Le Liban s’est opposé à ces deux décisions par la voix de son ministre des Affaires étrangères, Adnan Mansour, qui les a qualifiées de "très dangereuses". Donner son aval à un soutien militaire n’est-il pas risqué ?
La Coalition nationale syrienne (CNS) se réunira à partir de mardi à Istanbul pour désigner un Premier ministre de transition. La date a été fixée après le retrait de la candidature à ce poste de Riad Hijab, ancien chef du gouvernement de Bachar Al-Assad et principal responsable civil à avoir rompu avec le régime depuis le début du soulèvement en mars 2011. Sa candidature était vivement contestée aussi bien par les représentants islamistes que libéraux au sein de la CNS, en raison de ses liens passés avec le pouvoir en place à Damas.
H.A. Attention, il ne s’agit pas pour la Ligue d’organiser des achats d’armes pour l’opposition syrienne. Il appartient à chaque pays membre de prendre sa décision. Ce texte a juste une valeur de caution politique.
Par ailleurs, pour siéger à la Ligue, la CNS, qui est une coalition de l’opposition, devra d’abord désigner un gouvernement. Or, cela fait dix mois qu’ils échouent à former un organe exécutif et qu’ils ont des difficultés à s’entendre. C’est donc loin d’être fait…[voir encadré]
Damas a pour sa part réagi en affirmant que la Ligue arabe est "désormais otage de la position politique biaisée du (...) Qatar et de l'Arabie saoudite", qui soutiennent les rebelles.

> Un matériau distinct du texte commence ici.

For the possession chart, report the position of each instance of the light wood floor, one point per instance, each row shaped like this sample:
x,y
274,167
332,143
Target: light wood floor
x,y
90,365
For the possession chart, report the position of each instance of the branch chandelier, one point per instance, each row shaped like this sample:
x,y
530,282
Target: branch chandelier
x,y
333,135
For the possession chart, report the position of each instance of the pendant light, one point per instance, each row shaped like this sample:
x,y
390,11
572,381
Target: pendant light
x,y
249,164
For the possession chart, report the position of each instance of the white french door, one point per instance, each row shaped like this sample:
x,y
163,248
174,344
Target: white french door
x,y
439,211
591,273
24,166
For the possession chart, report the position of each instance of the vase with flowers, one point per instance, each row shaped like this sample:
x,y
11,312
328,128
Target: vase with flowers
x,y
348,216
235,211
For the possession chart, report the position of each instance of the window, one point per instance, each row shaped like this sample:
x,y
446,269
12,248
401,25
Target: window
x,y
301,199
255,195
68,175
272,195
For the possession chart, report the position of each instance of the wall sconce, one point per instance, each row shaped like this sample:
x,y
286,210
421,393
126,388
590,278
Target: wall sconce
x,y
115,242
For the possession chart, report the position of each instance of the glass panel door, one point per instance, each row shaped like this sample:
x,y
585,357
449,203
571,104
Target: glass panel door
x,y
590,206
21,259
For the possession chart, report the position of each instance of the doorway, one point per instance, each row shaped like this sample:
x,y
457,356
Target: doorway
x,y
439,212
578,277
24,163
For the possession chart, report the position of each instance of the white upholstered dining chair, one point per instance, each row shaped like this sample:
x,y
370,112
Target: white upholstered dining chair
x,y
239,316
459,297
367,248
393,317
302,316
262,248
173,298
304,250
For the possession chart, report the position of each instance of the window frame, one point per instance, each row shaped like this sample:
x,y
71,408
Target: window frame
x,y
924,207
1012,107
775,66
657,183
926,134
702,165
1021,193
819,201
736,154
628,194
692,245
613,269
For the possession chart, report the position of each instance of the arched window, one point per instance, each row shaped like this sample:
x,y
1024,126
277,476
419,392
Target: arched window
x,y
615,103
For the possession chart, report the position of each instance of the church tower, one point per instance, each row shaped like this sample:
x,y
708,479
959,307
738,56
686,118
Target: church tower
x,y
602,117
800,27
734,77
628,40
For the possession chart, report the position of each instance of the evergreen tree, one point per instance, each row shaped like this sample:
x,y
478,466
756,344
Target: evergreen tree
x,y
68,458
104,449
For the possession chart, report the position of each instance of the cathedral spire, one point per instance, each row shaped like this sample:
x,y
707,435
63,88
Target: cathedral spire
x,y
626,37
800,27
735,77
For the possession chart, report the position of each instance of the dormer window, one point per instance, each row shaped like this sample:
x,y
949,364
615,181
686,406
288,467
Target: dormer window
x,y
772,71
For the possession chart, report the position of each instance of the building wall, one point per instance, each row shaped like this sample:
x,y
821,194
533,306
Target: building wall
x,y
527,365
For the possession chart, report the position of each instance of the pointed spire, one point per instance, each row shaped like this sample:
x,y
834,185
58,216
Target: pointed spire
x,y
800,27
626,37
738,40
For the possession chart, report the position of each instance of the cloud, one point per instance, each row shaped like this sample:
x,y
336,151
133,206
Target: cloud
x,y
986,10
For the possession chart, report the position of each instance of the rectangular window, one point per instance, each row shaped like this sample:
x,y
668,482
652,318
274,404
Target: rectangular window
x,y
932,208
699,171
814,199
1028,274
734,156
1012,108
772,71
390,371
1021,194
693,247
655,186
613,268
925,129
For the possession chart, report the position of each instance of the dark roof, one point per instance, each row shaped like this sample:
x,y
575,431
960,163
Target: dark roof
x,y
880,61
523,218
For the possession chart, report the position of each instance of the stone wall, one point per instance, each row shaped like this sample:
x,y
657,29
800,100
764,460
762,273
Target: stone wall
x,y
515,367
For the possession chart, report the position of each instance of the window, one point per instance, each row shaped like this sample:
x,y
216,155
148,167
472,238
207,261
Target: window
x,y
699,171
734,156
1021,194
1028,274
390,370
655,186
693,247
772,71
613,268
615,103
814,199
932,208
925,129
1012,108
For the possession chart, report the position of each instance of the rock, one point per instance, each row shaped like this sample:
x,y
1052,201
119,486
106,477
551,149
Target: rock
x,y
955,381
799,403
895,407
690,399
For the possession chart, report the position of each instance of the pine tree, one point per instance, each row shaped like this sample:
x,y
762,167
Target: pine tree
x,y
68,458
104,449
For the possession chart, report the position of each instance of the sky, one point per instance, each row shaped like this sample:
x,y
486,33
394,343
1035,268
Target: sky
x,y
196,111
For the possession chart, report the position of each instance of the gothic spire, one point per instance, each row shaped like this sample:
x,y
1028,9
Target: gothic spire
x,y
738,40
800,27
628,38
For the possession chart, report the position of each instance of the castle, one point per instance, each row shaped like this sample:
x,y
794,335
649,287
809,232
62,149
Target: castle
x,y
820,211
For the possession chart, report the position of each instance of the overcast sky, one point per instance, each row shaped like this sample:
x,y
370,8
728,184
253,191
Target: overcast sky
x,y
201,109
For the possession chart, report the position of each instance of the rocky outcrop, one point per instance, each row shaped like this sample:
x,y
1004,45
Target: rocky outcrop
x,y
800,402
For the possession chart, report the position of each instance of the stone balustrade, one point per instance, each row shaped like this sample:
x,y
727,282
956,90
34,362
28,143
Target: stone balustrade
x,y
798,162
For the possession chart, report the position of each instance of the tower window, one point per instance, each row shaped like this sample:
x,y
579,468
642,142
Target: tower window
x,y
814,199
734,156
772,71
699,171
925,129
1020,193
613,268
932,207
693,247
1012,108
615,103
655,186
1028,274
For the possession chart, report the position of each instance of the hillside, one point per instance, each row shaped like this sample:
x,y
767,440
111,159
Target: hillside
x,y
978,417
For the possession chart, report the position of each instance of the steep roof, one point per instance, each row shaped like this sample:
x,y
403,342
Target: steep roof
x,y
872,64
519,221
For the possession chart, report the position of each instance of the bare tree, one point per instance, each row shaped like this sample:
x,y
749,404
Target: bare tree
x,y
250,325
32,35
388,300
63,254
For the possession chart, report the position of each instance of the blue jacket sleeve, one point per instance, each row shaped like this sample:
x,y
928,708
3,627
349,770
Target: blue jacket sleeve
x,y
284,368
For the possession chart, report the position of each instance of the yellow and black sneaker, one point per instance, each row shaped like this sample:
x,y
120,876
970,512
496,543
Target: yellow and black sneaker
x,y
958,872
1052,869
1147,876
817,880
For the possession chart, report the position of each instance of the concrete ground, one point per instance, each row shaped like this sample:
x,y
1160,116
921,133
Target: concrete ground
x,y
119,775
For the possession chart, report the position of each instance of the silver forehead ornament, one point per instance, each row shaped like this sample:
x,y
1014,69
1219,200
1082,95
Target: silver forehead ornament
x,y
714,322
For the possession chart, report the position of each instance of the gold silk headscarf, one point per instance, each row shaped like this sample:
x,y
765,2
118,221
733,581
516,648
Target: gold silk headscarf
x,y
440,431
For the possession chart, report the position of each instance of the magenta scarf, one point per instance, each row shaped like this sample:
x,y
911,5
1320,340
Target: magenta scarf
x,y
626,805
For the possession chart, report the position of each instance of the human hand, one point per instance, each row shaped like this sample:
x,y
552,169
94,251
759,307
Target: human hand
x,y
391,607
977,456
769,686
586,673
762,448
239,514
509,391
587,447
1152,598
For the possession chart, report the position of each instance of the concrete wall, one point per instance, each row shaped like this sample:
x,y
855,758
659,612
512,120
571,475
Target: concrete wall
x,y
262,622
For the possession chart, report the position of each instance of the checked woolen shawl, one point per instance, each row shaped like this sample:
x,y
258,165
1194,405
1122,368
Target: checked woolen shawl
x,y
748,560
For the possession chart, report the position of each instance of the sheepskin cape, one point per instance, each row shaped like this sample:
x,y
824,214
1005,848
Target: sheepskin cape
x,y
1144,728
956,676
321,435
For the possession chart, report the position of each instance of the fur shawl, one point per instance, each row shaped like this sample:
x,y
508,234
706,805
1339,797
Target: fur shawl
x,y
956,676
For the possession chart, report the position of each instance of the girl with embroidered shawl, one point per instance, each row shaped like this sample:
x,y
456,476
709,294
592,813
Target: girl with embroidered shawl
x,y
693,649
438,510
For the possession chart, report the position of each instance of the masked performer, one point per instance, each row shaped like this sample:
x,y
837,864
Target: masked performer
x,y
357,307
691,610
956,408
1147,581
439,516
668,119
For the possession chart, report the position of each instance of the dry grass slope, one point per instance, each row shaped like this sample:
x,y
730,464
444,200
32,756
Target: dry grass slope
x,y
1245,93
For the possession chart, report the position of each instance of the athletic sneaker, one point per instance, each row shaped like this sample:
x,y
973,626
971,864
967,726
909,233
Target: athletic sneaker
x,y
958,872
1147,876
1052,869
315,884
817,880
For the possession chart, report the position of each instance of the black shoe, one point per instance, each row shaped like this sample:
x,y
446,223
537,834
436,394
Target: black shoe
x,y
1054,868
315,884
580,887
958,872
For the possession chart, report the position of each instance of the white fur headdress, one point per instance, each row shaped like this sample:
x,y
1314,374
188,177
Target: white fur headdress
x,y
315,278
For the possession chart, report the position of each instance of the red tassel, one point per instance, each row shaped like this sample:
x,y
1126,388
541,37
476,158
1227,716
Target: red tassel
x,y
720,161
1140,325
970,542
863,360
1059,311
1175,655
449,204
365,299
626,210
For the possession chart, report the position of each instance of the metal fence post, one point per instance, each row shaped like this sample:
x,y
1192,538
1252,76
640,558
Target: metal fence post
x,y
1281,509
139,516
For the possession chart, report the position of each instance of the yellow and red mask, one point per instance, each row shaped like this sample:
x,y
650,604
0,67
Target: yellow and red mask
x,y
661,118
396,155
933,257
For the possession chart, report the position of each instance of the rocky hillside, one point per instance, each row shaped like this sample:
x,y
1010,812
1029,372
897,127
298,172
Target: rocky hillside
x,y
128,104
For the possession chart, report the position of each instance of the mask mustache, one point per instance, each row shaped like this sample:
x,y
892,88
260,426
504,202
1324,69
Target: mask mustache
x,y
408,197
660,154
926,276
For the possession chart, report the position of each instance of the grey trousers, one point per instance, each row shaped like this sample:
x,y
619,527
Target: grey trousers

Existe-il un risque de dissension au sein de l’organisation ?
H.A. Cette résolution est une décision prise à la majorité des membres. Si la Ligue arabe a cédé à la pression des pays du Golfe, et notamment du Qatar et de l’Arabie saoudite, c’est parce que Doha et Riyad ont réussi à mobilier l’Égypte, le Yémen et la Tunisie sur le sujet. Mais cela ne signifie pas pour autant que ses membres vont passer à l’action en fournissant la CNS en armes. Cette prise de position est en fait un avant-goût de ce que donnera la présidence tournante du Qatar, qui débutera fin mars.